Tim interviews Mu Chen, CEO and founder of BigOne Lab, a tech-enabled investment research firm in China that provides alternative data solutions to institutional investors globally. Since its founding in 2016, BigOne Lab has built data products from a variety of data sources to track operation metrics of some of the most followed companies in China. Mu shares how he leveraged his previous work experience to capture a growing industry in China, understanding the fragmented alternative data landscape in China, how to value alternative data as an institutional investor, customer maturity and future industry tailwinds and headwinds.
[Editor's note: this interview has been edited and condensed for clarity. The opinions expressed in this article are Mu's own and do not reflect the views of BigOne Lab; Tim Chen is Head of International Product at Mobike and Partner at TheHarbingerChina. Zoe Li is a summer analyst at Miss Fresh and Master's Student at Johns Hopkins SAIS]
Today I’m here with Chen Mu of BigOne Lab. So Mu, tell us a bit more about your background and what BigOne Lab is, and how you came to found this opportunity.
Mu: Sure, so I’m the founder and CEO of BigOne Lab. I started the firm in 2016 after I came back from New York. Before starting the firm I spent a few years working in banking and then at a data startup in New York. How I came to find this opportunity; after spending a few years in banking I saw much of the work is pretty manual and pretty repetitive. So about 3 years after graduation from college I started looking at new opportunities and came across this startup called YipitData in New York. They are a data company that helps hedge funds track US-publicly listed companies using web scraping to collect information about companies, aggregate it, analyze it, and deliver it to hedge funds that are invested in those companies. During my years in YipitData I helped them build trackers on Alibaba and JD. That was in 2014.
Yes in 2014 Alibaba IPO’d as well, which ushered in a wave of future Chinese IPOs on US stock markets.
Mu: Exactly, at that time it struck me that we got a pretty good run with data; we tracked the GMV of JD and because JD was new to the market, investors were very interested in the data. So we had a good run in terms of revenue and sales of the product. We call the package a product and so that struck me ok a few points: one, a lot of web scraping information collection is based on using machines to do it, so that changes the efficiency and amount of information you can collect and process; two, you can empower investors to obtain new insights from this new channel.
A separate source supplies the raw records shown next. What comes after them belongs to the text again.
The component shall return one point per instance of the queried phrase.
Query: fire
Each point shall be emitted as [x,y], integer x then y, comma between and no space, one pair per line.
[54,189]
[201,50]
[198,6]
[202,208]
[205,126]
So in 2015 and 2016 I came back to China four times in total I spent about two months in China. One observation was that more and more new economy companies were popping up. Basically new economy companies are those that have some sort of connection with the internet. As a result a lot of their data is being digitized and exposed to the data world. Another observation was that the Chinese economy is becoming more and more connected with global capital markets. Given that global capital markets are mainly driven by institutional investors who use more methodical and scientific ways of investing and researching, there’s more demand for data on China so that’s where I thought of starting a startup that discovers, collects and aggregates data about new economy digital companies in China and provide it to global capital market investors. So that’s what we have been doing for the past three years. We have a team that explores what types of raw data is available out there and then we connect them, onboard that data, and have our own proprietary algorithm to process that data and provide to investors in a way that is digestible to them.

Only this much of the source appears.